Below, we summarize the assumptions we made, and the PMM bound we’re able to prove under those.

Assumptions

Type of game. As a base game, we can use any game of complete information. We can assume without loss of generality that players use renegotiation programs, under the mild assumption spelled out above. We do require, however, that players have the ability to make credible conditional commitments, as those are necessary to construct renegotiation programs.

Beliefs. As discussed above, each player has an incentive to PMP-extend their renegotiation set only if they believe that, in response, their counterpart’s renegotiation function will return a set that’s at least as favorable to them as the set that the function would’ve otherwise returned. This is a natural assumption, since if the counterpart chose a set that made the focal player worse off, the counterpart themselves would also be worse off. (I.e., this assumption is only violated if the counterpart pointlessly “punishes” the focal player.)
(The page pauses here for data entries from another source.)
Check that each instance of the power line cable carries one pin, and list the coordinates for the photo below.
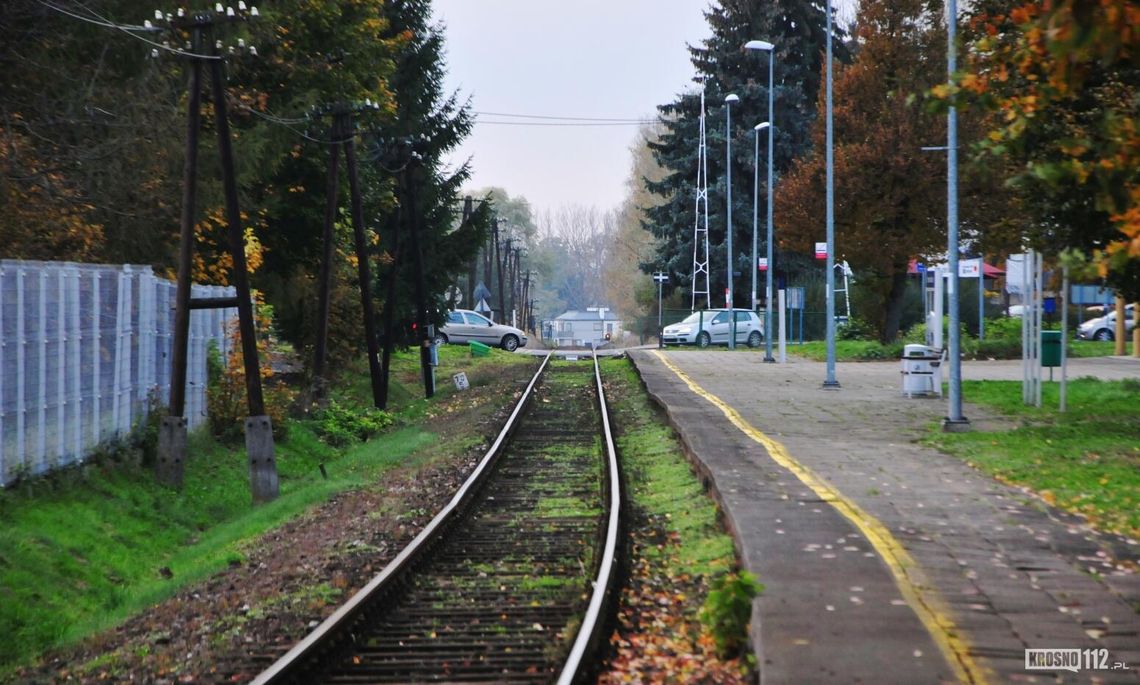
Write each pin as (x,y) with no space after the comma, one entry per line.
(535,123)
(544,116)
(125,29)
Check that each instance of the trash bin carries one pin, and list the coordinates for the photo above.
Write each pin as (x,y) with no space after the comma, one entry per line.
(921,374)
(479,349)
(1050,348)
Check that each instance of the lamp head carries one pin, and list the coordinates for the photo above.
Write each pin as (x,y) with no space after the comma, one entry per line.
(759,45)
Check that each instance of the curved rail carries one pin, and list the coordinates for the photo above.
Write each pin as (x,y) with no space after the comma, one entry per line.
(306,649)
(607,570)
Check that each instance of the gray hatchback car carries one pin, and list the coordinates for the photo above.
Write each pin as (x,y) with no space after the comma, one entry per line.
(464,326)
(713,327)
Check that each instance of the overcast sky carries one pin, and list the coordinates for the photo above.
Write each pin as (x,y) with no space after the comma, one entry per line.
(586,58)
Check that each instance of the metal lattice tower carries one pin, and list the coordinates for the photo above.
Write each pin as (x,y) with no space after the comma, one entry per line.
(701,223)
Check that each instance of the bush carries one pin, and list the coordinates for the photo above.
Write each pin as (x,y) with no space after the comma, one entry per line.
(856,328)
(339,425)
(727,611)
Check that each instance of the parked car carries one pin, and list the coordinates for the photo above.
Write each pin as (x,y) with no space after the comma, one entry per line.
(464,326)
(1105,327)
(713,326)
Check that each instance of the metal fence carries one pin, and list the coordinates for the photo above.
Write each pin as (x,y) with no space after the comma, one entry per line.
(84,351)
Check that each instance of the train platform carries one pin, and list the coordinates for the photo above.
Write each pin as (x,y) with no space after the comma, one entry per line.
(885,561)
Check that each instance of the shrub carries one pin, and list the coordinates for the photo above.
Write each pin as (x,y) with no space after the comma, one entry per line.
(856,328)
(226,398)
(340,424)
(727,610)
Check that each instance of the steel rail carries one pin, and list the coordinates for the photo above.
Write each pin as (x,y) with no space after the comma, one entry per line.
(281,671)
(607,570)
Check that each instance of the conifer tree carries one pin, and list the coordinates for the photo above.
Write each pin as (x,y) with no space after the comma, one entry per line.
(723,66)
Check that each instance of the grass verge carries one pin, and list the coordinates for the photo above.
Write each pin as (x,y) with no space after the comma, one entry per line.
(677,546)
(86,547)
(865,350)
(1085,461)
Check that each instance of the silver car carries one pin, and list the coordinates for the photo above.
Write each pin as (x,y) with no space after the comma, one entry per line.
(714,326)
(464,326)
(1105,327)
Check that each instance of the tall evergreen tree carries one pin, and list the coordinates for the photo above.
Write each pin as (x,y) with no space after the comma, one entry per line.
(422,215)
(797,27)
(890,196)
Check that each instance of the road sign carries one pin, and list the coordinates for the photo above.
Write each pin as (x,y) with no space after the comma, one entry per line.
(969,268)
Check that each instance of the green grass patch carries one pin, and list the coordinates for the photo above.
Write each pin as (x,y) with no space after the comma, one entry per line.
(991,348)
(1085,461)
(87,547)
(661,482)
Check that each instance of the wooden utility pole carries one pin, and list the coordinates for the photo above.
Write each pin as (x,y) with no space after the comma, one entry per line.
(343,135)
(498,264)
(324,296)
(409,174)
(259,438)
(171,459)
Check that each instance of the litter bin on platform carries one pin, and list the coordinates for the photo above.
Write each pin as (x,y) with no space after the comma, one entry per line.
(921,373)
(1050,348)
(479,349)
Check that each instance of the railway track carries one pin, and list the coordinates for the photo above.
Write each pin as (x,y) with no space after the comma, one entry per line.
(510,581)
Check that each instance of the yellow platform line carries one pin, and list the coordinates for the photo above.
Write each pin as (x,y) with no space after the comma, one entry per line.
(922,598)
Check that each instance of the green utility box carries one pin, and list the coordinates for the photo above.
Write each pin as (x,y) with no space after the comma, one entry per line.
(1050,348)
(479,349)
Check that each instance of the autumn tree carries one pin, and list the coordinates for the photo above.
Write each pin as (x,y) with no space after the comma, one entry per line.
(723,66)
(90,131)
(627,288)
(889,195)
(410,148)
(1060,80)
(570,257)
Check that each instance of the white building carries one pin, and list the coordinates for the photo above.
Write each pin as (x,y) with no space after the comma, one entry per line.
(577,328)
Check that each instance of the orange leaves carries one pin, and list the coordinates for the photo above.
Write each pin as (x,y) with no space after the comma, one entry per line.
(212,261)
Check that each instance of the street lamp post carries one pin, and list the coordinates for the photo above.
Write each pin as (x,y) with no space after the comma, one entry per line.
(830,382)
(954,420)
(727,141)
(759,45)
(756,203)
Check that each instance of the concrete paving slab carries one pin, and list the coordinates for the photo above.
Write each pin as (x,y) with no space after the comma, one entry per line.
(1003,571)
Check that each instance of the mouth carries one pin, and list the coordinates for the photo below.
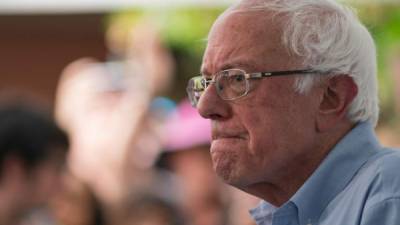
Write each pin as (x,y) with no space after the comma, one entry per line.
(220,136)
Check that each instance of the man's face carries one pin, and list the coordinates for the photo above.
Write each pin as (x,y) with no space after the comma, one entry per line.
(265,135)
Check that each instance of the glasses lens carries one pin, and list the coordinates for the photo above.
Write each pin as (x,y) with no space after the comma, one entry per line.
(195,89)
(231,84)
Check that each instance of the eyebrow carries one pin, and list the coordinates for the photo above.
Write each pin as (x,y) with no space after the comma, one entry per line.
(235,65)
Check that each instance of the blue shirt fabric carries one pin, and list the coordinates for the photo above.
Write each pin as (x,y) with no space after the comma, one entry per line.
(358,183)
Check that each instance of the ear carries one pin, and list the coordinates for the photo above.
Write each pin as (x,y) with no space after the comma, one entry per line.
(339,93)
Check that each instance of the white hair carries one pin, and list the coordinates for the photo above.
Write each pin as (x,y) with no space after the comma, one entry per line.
(328,37)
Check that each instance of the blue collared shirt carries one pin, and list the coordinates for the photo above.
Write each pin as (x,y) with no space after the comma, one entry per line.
(358,183)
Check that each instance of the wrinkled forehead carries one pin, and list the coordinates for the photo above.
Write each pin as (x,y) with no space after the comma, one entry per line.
(241,35)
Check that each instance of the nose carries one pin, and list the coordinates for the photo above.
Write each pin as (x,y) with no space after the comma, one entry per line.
(211,106)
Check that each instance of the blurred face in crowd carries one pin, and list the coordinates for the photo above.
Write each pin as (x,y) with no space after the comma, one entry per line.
(44,181)
(261,138)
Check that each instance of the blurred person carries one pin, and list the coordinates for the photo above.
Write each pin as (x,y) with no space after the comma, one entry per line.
(290,87)
(149,208)
(32,156)
(205,200)
(103,107)
(76,204)
(107,109)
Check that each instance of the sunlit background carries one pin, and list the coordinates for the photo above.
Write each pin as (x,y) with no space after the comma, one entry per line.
(40,38)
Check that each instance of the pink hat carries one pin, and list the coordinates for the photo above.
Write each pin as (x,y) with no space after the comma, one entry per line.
(185,128)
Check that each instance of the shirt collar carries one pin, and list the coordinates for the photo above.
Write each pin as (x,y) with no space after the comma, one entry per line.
(335,172)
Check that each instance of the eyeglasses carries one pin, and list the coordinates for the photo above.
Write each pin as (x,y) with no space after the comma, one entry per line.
(231,84)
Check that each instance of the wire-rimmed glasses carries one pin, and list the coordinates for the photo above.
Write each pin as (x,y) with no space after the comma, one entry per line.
(230,84)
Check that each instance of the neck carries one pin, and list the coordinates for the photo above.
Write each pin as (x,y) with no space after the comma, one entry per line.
(280,190)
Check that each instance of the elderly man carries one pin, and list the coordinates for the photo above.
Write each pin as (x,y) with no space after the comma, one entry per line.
(290,87)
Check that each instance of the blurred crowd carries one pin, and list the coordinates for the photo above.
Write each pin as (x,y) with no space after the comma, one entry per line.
(115,151)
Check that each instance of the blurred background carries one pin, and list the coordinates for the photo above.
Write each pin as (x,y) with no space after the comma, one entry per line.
(113,75)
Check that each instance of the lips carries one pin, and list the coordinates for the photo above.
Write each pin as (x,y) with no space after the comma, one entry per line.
(225,135)
(219,131)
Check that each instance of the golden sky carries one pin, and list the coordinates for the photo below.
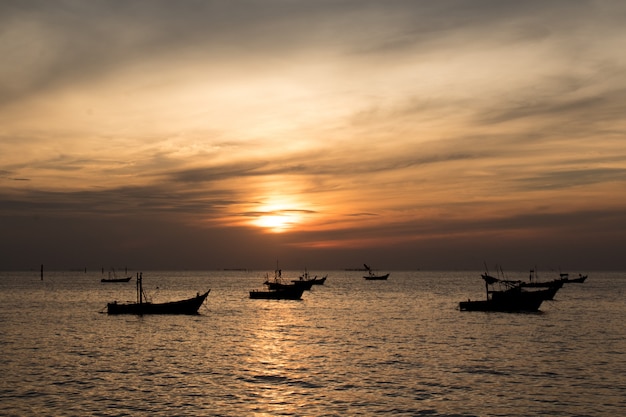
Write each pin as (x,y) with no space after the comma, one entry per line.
(407,134)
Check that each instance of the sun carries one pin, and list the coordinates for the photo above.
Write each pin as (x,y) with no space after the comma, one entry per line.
(275,222)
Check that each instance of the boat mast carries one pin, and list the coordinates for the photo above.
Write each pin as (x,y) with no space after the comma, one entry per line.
(139,288)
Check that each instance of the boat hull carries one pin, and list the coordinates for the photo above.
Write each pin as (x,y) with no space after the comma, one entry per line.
(517,302)
(127,279)
(291,293)
(189,307)
(376,277)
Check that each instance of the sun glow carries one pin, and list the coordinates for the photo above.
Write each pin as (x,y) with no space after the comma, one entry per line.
(275,222)
(278,215)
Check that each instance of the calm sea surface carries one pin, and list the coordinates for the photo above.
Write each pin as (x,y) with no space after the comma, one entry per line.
(351,347)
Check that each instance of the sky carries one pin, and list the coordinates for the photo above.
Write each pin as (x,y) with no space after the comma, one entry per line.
(320,134)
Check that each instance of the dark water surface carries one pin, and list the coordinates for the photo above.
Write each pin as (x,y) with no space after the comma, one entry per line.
(351,347)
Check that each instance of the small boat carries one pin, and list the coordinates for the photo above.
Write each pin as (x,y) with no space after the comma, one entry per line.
(566,279)
(513,298)
(278,290)
(371,276)
(116,279)
(278,284)
(142,306)
(287,293)
(533,283)
(306,280)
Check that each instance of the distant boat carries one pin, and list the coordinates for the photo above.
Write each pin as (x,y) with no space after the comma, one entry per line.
(513,298)
(278,284)
(533,283)
(290,292)
(278,290)
(306,280)
(189,306)
(566,279)
(114,278)
(371,276)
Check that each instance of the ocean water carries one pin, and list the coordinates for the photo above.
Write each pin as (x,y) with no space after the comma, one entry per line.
(350,348)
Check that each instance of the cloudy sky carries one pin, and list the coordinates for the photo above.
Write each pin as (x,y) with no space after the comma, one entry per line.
(405,134)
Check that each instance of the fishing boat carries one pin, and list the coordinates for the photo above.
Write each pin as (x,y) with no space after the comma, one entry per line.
(510,298)
(127,279)
(115,278)
(566,279)
(143,306)
(286,293)
(278,284)
(278,290)
(533,282)
(371,276)
(308,281)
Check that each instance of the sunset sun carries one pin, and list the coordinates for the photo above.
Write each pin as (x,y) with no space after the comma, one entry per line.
(275,222)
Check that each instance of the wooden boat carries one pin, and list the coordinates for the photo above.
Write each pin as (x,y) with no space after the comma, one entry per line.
(533,283)
(116,279)
(306,280)
(371,276)
(278,290)
(142,306)
(566,279)
(511,299)
(290,292)
(278,284)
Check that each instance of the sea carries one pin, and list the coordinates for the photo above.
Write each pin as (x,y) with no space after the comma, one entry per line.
(351,347)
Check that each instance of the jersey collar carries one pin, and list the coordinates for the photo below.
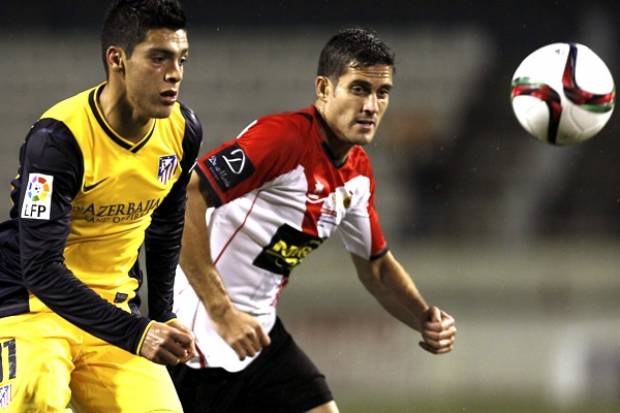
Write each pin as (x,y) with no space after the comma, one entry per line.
(93,101)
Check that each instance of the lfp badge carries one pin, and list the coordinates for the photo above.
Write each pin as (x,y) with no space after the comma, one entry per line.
(38,196)
(167,166)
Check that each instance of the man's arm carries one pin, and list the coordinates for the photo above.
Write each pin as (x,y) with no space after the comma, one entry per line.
(240,330)
(394,289)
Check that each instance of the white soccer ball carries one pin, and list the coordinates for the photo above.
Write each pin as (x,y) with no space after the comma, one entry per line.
(563,93)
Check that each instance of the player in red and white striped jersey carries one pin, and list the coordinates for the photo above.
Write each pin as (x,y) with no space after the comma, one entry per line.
(271,196)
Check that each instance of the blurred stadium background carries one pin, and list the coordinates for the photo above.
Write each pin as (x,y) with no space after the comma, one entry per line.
(518,240)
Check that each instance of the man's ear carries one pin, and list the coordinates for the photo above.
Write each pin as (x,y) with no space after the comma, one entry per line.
(323,87)
(115,57)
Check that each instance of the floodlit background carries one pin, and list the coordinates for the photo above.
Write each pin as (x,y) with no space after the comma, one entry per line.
(518,240)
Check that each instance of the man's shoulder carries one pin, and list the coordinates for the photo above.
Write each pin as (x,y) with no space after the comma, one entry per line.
(68,108)
(298,118)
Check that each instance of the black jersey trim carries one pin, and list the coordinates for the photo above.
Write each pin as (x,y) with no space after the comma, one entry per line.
(380,254)
(207,191)
(93,97)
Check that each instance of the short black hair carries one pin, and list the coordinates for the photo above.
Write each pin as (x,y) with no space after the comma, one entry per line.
(357,47)
(127,22)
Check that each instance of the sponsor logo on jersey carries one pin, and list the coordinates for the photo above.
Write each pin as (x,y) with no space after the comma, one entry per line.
(287,249)
(38,197)
(5,395)
(88,188)
(229,166)
(167,167)
(115,213)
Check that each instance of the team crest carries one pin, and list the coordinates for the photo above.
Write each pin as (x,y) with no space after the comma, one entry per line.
(38,197)
(166,169)
(5,396)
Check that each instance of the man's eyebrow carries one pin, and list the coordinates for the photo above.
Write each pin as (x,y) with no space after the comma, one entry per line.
(167,52)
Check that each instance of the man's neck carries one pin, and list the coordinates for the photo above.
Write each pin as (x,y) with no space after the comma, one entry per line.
(121,116)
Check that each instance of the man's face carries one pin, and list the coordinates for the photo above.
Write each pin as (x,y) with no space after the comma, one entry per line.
(354,106)
(154,72)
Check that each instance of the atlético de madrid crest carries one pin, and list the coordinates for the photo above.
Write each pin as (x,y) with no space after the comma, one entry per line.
(167,167)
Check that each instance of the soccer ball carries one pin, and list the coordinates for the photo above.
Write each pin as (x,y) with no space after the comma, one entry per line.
(563,93)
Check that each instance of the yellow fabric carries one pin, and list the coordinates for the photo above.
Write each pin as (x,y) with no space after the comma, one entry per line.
(57,362)
(109,220)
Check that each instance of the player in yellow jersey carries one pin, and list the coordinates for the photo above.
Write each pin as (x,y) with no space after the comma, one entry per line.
(100,175)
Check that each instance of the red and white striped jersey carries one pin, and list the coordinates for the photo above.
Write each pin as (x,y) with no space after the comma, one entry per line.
(276,194)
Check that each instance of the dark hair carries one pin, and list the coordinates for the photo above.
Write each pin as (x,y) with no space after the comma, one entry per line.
(127,22)
(355,47)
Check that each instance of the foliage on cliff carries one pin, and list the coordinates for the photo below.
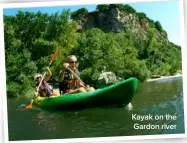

Selection function. Recall that if the agreement set (intersection of both player’s renegotiation sets) contains several outcomes, a selection function is used to select one of them. For our PMM bound result, we require that the selection function select a Pareto-efficient point among points in the agreement set, and satisfy the following transitivity property: If outcomes are added to the agreement set that make all players weakly better off than by default, the selected renegotiation outcome should be weakly better for all players.^[24]

To see why we require this, consider the case depicted on the right panel of Fig. 6. Recall that the outcome selected by default by the selection function is represented by the empty circle. Now, suppose both players add their PMP of this point to their renegotiation set. A transitive selection function would then necessarily select the point at the intersection of the two PMPs (point shown by the arrow). On the other hand, a generic selection function could select another Pareto-optimal point in the agreement set, and in particular the one most favorable to Alice. But if that were the case, Bob would be worse off, and would thus have an incentive not to PMP-extend his set.

Result

Under the assumptions above, both players have no incentives not to PMP-extend their renegotiation sets. Thus, if both players choose the PMP-extension of some program over that program whenever they are indifferent between the two options, they are guaranteed their PMM or Pareto-better. See the appendix for a more formal proof of the result.

Future work

A key question is how prosaic AI systems can be designed to satisfy the conditions under which the PMM is guaranteed (e.g., via implementing surrogate goals), and what decision-theoretic properties lead agents to consider renegotiation strategies.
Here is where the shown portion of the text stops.